I'm not sure either. We might need to apply FMF to load, stores, and function args to fill the gap. Another option might be to back-propagate the FMF from the fadd to its phi operand:
%s.0 = phi float [ 0.000000e+00, %entry ], [ %add, %for.body ] %add = fadd fast float %s.0, %0
Not sure if there's some corner-case I'm overlooking, but I'm imagining something like what instcombine does to fill-in / restore no-wrap flags (and so the FMF setting could also happen in instcombine).
Do we know why we're seeing the mixed zeros in the tests? Is it an artifact of the test (because the test includes a +0.0 to start with) that we don't see in practice?
I think most reductions will start out as
float s = 0; for(int i = 0; i < n; i++) s += x[i];I feel it would be unusual for a user to deliberately use -0.0 as the start value! 0 is always going to be the most common choice.

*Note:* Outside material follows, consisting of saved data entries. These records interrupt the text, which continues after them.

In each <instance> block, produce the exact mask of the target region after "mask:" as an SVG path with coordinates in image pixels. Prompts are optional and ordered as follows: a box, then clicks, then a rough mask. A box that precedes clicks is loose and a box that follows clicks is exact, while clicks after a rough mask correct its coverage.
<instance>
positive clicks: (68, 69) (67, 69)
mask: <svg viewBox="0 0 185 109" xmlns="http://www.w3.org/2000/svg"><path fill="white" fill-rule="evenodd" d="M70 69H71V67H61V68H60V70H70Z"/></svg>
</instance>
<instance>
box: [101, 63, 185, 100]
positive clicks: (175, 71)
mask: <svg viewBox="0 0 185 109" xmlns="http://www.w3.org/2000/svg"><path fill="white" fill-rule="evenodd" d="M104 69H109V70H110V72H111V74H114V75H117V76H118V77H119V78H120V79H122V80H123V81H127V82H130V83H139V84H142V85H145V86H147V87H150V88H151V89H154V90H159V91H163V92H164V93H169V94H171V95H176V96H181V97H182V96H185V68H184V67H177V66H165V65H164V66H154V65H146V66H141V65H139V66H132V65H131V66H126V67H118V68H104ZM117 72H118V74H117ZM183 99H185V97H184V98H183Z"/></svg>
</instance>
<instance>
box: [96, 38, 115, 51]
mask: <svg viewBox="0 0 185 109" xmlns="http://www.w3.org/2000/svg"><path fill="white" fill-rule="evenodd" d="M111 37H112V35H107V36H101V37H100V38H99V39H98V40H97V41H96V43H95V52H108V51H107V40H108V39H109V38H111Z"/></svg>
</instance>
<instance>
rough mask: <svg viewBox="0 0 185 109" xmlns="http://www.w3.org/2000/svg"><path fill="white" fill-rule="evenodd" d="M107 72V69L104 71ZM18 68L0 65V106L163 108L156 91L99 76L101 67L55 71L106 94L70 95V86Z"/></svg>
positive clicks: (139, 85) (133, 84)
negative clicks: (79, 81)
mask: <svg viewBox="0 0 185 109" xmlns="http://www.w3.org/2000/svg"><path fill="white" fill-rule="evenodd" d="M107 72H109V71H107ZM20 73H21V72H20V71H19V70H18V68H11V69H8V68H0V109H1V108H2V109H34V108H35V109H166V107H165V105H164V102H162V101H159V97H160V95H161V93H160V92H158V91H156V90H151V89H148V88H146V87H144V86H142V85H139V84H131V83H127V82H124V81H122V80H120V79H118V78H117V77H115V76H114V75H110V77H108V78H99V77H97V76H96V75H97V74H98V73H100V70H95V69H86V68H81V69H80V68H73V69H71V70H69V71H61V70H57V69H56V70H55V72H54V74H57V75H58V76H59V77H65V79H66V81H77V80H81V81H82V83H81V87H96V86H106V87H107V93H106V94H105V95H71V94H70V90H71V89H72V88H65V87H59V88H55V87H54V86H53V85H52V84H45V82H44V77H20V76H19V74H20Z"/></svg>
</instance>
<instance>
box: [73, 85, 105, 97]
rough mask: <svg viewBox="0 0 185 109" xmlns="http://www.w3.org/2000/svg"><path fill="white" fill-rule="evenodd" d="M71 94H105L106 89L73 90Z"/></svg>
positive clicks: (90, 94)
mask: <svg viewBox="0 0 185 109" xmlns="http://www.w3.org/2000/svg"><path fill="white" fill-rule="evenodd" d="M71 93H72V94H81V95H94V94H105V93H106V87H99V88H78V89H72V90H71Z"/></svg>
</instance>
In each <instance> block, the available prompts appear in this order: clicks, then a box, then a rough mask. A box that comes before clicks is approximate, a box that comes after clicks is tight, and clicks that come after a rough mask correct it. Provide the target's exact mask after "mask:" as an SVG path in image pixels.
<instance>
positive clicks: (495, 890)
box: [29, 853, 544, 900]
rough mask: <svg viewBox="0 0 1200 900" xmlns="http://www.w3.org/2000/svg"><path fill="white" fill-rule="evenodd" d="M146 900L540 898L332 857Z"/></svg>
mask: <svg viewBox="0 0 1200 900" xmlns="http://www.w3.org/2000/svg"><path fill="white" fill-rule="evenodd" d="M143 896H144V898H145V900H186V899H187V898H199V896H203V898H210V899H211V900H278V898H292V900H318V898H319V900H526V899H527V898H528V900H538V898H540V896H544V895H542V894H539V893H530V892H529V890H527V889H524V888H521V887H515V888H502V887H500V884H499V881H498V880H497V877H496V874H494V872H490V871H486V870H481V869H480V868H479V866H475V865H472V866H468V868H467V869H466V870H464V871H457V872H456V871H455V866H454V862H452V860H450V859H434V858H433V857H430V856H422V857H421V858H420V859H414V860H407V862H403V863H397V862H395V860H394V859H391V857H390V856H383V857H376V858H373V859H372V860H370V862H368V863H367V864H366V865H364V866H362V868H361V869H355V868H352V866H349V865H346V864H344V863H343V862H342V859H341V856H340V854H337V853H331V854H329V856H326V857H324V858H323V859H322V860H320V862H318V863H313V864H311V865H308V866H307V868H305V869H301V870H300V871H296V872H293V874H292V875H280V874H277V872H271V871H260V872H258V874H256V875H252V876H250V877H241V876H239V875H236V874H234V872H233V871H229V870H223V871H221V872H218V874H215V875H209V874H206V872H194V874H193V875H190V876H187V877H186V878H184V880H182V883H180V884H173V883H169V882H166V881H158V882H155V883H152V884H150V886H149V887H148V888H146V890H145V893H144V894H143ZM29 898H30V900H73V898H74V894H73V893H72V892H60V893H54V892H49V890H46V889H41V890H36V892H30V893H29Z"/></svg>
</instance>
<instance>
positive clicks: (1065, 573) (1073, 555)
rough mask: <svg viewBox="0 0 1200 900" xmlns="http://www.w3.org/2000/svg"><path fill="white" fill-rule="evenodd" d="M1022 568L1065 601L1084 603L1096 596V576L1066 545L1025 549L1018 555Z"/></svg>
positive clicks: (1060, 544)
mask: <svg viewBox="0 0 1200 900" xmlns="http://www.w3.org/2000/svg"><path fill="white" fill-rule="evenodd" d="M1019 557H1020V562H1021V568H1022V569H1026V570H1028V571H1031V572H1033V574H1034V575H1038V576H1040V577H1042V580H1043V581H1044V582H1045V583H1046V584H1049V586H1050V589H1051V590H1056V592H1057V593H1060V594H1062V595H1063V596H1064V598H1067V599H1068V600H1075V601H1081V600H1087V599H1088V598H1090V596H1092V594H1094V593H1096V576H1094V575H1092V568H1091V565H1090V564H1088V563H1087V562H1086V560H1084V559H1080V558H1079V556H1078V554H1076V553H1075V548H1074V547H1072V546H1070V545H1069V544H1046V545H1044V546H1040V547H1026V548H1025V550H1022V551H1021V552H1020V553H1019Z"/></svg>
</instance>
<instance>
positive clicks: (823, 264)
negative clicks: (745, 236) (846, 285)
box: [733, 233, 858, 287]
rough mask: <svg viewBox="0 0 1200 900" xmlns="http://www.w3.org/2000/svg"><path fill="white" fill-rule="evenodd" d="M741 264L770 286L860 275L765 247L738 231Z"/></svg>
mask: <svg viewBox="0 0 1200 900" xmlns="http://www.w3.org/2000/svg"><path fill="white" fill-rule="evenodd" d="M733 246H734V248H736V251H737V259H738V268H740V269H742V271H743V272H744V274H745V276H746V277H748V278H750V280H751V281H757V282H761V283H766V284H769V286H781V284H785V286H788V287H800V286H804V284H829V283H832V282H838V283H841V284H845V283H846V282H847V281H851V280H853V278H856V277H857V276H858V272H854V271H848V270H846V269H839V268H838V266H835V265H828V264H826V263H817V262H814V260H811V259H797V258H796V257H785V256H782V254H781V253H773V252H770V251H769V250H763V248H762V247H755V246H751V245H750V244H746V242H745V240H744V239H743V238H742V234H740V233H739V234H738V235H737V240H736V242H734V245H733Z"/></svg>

Yes, I agree - hardly anyone considers the subtlety of -0.0 in FP math, so it's almost never specified in source.
That sounds great. Sounds like it might be useful past just these reductions. So long as we can say that flags propagate like that, or come up with some rules for when they do.
What do you folks think for the context of this review? Is it best to have a go at adding that into instcombine, plus a fold to make phi + nsz + -0.0 use 0.0 instead. Or go with the initial version of this patch that just plumbs the nsz flag through and emits 0.0 for the nsz case?
Hi @dmgreen and @spatel, I've been trying to follow the discussion but I'm not entirely sure I follow what you're proposing @kmclaughlin should do here? Are you suggesting that Kerry could change this patch to:
- Change InstCombine in two places so that a) prior to vectorisation the PHI inherits the FMF from the instruction it feeds into, then b) apply a second fold in InstCombine as well that changes all 0.0 values to -0.0, including for any possible vector PHIs? Obviously we have to remember InstCombine is run after the vectoriser too so will also look at vector PHIs.
- Always set the default identity to be <-0.0, -0.0> regardless of the nsz flag?
I guess this might take some time to implement and test - I imagine there are issues/corner cases that might come up, such as what if the chain of FP operations includes a fadd, etc. with FMF different from the rest? Does that mean we cannot propagate FMF to the PHI?
The other possibility is to revert the patch back to the original so we at least get some sensible behaviour for now, whilst working on a second patch to investigate these new proposals?
Ah sorry, I realise now you meant change PHIs (vector or scalar) with nsz and -0.0 to use +0.0 instead!
Bending FMF propagation to match our goals is a multi-step process and will need more discussion to determine what is right/expected. So I am ok to go back to the initial version of the patch that checked nsz, but please put a FIXME comment there to state the ideal behavior and the mixed-zero problem that we're avoiding.
@dmgreen, @spatel, @david-arm Thank you for the all the comments and discussion on this patch; I've tried to summarise the changes required before we can always return -0.0 in the FIXME added to getRecurrenceIdentity() and reverted back to the original version.